Ten fundamentals of export marketingruber stamp InternationalExport is vital to the future prosperity of UK plc. The chancellor’s target of getting 100,000 more companies exporting and a doubling of our exports to £1trillion by 2020 is a clear indication of how much importance the government is placing on British businesses trading overseas.

But before you leap onto the international stage, what factors do you need to take into consideration when you’re marketing a company, product or service abroad.

  1. Export marketing plan. Before you start anything, have a plan in writing. This captures what you plan to market, how, when, budgets and milestones. This should be a working reference that allows you to keep track of all your marketing plans, giving you structure and control.
  2. Research, research, research. Before diving into any market, do your research. It’s vital you understand the country, the people, their habits, your sector, potential challenges and whether there is potential for ROI.
  3. Who is your competition? If you plan to sell into another country, make sure you analyse who is already there, what they are doing and how they are doing it. Understand your competition and conduct a SWOT analysis against them to help you distinguish your offering against theirs.
  4. Understanding the culture. The importance of cultural differences cannot be underestimated. Culture impacts people’s buying habits, their reaction to different marketing messages, how your product/service might be used and even how your logo is perceived.
  5. Speaking the language. Translation and localisation of marketing platforms and messages will be a major part of your marketing efforts. Whether it’s emails, brochures, social media messages or presentations, understand how you will carry out these translations and check them for quality.
  6. Marketing channels. Marketing channels abroad differ from country to country. Search engines in one country may be predominant but in others advertising in the local newspaper may get the best results. Look at the marketing channels people use in the target country and ensure you also use it as part of your strategy.
  7. Are you online? Websites are crucial to being found online as well as being your virtual business card. If you don’t have a website, build one, but make sure you build it with your international audience in mind.
  8. Call to actions. What do you want people to do when they come across your marketing efforts? Are they to visit a site? Call a number? Be clear about the next steps you want people to take.
  9. Are sales inline? There is no point marketing a product or service if your sales function can’t deal with the demand. If you are driving people to a website, is it in their language? Can it take foreign payment methods? If you are driving people to call a number or email you, do you have the ability to actually communicate with them?
  10. Try first. Before diving into anything internationally, experiment first. Try out your ideas small scale. For instance, you could start with a mini translated version of your website rather than the whole thing or launch one product rather than the whole range.

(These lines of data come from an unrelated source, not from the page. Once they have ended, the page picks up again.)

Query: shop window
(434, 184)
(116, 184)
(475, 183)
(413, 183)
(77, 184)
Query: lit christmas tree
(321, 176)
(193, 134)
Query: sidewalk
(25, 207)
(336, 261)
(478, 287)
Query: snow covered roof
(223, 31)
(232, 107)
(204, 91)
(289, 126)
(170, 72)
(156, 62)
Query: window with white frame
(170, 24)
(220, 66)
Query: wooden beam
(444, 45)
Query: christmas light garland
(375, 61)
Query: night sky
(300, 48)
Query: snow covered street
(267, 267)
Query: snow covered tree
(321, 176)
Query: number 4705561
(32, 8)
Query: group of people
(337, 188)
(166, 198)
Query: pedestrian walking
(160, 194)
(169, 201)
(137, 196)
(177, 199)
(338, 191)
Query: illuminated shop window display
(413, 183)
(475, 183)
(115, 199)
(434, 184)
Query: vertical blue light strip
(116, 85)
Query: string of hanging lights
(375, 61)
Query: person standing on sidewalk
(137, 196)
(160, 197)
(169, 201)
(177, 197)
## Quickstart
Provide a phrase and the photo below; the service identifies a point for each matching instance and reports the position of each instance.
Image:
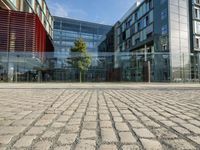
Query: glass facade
(38, 7)
(66, 31)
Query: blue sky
(99, 11)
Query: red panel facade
(22, 32)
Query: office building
(154, 41)
(66, 31)
(25, 37)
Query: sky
(99, 11)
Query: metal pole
(149, 72)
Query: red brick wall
(20, 31)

The essence of export marketing is in getting under the skin of the people you plan to sell to; really understanding them and then communicating your offering to them in a way that appeals and makes sense. These fundamentals will help you do exactly that.

Now go export!

Neil Payne is the marketing director of Kwintessential.

Exporting events and resources

Following the success of Export Week in May, UK Trade & Investment (UKTI) will be running regional events from 11-15 November encouraging businesses to increase their export activity, with the ExploreExport road show visiting eight English regions.

In support of the week, we’ve gathered together free resources — including guides, articles, checklists, blogs, tools and case studies, all aimed at businesses that want to sell more to customers overseas.

Comments

I would also add to #1: Understand your financial exosures and the associated hedging risks. Research and listen carefully to yourself before taking out cover other than for vanilla products.